Tak hanya itu, penyidik KPK juga mencurigai Inneke mengetahui sebagian informasi yang dibutuhkan oleh lembaga antirasuah.
“Penyidik dan penyelidik KPK mencurigai IK (Inneke Koesherawati) mengetahui sebagian dari info yang ada maka dia dimintai keterangan,” kata Wakil Ketua KPK, Laode M. Syarief kepada wartawan, Minggu (22/7)
Dua orang lainnya yakni staf Kalapas Sukamiskin, Hendry Saputra dan tahanan pendamping Fahmi yaitu Andri Rahmat telah ditetapkan sebagai tersangka dalam kasus ini.
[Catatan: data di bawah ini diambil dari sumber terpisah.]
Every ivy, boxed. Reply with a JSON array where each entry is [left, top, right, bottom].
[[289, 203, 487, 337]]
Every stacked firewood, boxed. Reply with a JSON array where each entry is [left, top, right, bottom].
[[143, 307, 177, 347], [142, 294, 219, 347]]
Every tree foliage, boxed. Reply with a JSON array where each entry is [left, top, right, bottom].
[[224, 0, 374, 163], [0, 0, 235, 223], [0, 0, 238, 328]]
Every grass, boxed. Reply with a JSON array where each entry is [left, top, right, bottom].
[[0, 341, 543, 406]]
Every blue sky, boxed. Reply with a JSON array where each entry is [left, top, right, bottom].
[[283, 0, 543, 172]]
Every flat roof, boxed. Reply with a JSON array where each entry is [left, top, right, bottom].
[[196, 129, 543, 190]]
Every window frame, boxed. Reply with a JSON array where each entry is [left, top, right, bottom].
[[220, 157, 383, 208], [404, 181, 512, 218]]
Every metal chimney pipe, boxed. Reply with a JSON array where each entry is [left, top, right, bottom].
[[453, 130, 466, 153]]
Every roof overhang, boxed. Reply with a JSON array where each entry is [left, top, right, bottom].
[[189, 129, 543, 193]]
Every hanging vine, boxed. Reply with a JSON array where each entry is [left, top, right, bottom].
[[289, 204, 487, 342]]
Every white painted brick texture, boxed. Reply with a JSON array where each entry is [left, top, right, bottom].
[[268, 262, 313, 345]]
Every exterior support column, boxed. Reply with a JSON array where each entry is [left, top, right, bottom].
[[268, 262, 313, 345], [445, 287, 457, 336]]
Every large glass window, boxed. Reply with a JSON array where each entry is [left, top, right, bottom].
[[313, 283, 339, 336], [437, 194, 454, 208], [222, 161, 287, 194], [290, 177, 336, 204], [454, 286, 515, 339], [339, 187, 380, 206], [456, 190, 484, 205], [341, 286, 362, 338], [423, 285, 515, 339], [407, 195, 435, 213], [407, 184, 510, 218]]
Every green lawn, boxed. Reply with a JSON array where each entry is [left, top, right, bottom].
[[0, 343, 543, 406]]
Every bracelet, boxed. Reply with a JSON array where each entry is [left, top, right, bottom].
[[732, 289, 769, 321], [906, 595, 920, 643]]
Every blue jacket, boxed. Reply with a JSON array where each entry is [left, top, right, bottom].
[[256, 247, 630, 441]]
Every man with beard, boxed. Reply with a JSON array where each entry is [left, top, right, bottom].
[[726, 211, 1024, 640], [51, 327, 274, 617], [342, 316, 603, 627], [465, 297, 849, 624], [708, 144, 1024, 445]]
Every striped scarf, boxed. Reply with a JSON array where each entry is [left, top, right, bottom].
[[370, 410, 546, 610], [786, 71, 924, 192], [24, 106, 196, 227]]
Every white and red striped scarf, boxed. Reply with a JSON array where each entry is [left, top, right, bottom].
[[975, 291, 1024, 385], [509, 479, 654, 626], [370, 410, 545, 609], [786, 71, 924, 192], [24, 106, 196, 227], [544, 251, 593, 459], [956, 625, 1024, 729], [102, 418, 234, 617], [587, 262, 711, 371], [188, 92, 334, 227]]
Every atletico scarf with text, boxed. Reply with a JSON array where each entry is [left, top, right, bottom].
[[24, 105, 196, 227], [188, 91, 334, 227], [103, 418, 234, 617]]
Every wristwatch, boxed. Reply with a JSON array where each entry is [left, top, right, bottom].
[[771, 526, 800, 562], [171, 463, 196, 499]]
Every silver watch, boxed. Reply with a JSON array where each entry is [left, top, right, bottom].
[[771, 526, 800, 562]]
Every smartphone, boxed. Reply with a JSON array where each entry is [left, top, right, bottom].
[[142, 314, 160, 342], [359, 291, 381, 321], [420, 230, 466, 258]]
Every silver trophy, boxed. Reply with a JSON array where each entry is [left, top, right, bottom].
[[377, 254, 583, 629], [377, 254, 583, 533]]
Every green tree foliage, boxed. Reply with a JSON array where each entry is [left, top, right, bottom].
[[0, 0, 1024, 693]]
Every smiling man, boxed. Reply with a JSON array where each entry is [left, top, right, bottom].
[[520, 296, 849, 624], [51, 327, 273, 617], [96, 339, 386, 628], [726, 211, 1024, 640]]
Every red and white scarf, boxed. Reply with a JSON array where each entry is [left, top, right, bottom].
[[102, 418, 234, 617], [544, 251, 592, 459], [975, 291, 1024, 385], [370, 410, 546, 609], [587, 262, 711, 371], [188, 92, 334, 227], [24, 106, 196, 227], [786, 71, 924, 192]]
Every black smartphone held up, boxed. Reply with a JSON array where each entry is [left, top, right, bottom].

Fahmi mendekam di Lapas Sukamiskin setelah divonis 2 tahun 8 bulan dan denda Rp150 juta subsider 3 bulan kurungan oleh majelis hakim Pengadilan Tindak Pidana Korupsi Jakarta. Ia terbukti memberikan suap kepada pejabat Badan Keamanan Laut (Bakamla).
Wahid Husein dan Hendry Saputra diduga melanggar Pasal 12 huruf a atau huruf b atau Pasal 11 atau Pasal 12 B UU Pemberantasan Tindak PIdana Korupsi.
Sedangkan Fahmi dan Andri Rahmat yang merupakan pihak pemberi disangkakan melanggar Pasal 5 ayat 1 huruf atau huruf atau Pasal 13 UU Pemberantasan Tindak Pidana Korupsi jo Pasal 55 ayat 1 ke-1 KUHP jo Pasal 64 ayat 1 KUHP.